Years before Latter-day Saint artists began illustrating the Book of Mormon, we incorporated Biblical illustrations into our publications. These were generic images purchased from stock houses, and George Q. Cannon sometimes railed against the necessity of illustration the Juvenile Instructor with pictures of winged angels or effeminate Jesuses holding Catholic symbols. In the 19th century these illustrations were most often black and white cuts in primitive styles. Beginning soon after 1900, though, better photographs, even color images, could be printed or at least tipped into church publications.
I have collected hundreds of images illustrating Old Testament stories, from church magazines and lesson manuals, and from turn-of-the-century books that were owned by the Deseret Sunday School Union or the LDS University. These are, I think, the pictures that formed our grandparents’ mental images of the patriarchs and prophets, the heroes and heroines of the Old Testament.
Beginning today, I’ll be publishing a sort of Keepa Old Testament, with all these pictures placed at the points of the Biblical texts that they illustrate. I’ll generally coordinate posts with our Sunday School lessons, although for the next few weeks you’ll probably be driven crazy by extra posts in this series as I work to catch up to the Sunday lessons.
I use Photobucket.com to store my scanned illustrations. When I began posting these pictures earlier this week, quite a few of them disappeared and were replaced with a bright red box notifying me that I had violated Photobucket’s terms of service. I appealed that censorship, noting that these pictures were generally woodcuts from 19th century children’s Sunday School texts.

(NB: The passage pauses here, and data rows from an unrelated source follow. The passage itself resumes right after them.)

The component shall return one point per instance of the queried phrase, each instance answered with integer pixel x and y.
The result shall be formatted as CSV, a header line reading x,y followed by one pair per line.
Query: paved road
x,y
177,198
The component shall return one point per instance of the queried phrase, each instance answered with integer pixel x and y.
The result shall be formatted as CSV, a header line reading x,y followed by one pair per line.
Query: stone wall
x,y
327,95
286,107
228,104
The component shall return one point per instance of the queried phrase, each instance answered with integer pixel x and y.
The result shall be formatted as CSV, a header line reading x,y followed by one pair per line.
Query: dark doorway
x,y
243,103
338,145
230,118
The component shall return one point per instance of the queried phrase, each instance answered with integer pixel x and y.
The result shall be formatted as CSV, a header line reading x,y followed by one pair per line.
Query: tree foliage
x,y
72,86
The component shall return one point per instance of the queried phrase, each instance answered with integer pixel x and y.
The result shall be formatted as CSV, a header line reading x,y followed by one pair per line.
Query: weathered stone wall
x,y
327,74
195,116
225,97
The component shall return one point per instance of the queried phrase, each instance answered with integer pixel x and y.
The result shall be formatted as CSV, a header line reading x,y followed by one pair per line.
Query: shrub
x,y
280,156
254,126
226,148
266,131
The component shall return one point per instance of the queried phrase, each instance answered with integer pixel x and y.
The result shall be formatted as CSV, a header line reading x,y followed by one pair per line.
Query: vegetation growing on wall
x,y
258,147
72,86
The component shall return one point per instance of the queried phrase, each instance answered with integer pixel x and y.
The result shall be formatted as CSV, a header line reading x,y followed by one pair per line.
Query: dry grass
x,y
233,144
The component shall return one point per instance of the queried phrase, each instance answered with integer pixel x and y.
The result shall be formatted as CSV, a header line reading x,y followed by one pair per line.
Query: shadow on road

The pictures were soon restored, together with the strategically placed vines and leaves that provided modesty in nearly all cases. (However, the TK smoothie apparently undergone by Adam in the Michelangelo Sistine Chapel ceiling painting of God creating Adam was a bit of editing done by the old book publisher, not by me, I promise.)
I hope you enjoy the variety of styles and subjects as much as I have enjoyed collecting them.